Al inicio fue difícil que mi familia se acostumbrara a ver a un Manuel más tranquilo, que ya no bebía y que estaba cambiando en sus hábitos, que era más tranquilo y dedicado a la vida espiritual. Creo que eso afecta a cualquiera. Pero con constancia intento transmitir este espíritu a mi familia. Mi hija, por ejemplo, también forma parte del Opus Dei. El resto de mis hijos trata de encaminarse por el lado correcto, y es allí donde yo apunto. Intento ayudarlos y llevarlos por el camino del bien.

¿Qué favores te ha concedido San Josemaría?
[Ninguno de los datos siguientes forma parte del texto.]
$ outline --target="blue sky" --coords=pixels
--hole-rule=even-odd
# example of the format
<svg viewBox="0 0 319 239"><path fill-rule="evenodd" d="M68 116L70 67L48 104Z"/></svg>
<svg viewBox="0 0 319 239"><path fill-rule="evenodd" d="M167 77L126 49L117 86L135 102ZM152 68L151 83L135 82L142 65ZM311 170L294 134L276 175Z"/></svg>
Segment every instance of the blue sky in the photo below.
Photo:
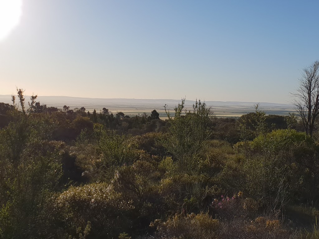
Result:
<svg viewBox="0 0 319 239"><path fill-rule="evenodd" d="M23 0L0 94L286 103L319 1Z"/></svg>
Muchos, pero te contaré sólo uno pequeño porque a él le gustan las cosas pequeñas, ordinarias. Un día estaba cambiando un foco de una lámpara de techo de mi casa, subido en una escalera. Era el último de cuatro que estaba instalando. Ya me dolía la espalda y la vista la tenía cansada. Con una mano sostenía el plato y con el otro atornillaba. Cuando sólo quedaba un tornillo éste tambaleó y estaba a punto de caer, lo que significaba que tenía que desmontar lo ya iniciado. En ese momento pensé en que debía bajar y volver a subir, y hacer el doble trabajo. Me encomendé a San Josemaría para que no se cayera el tornillo y pudiera terminar. Y el perno cayó –casi milagrosamente– en la punta del alicate que estaba sujeto en la escalera y así pude volver a tomarlo y terminar la obra. Una pequeñez que reafirmó mi devoción a San Josemaría y mi vocación por hacer bien las cosas pequeñas.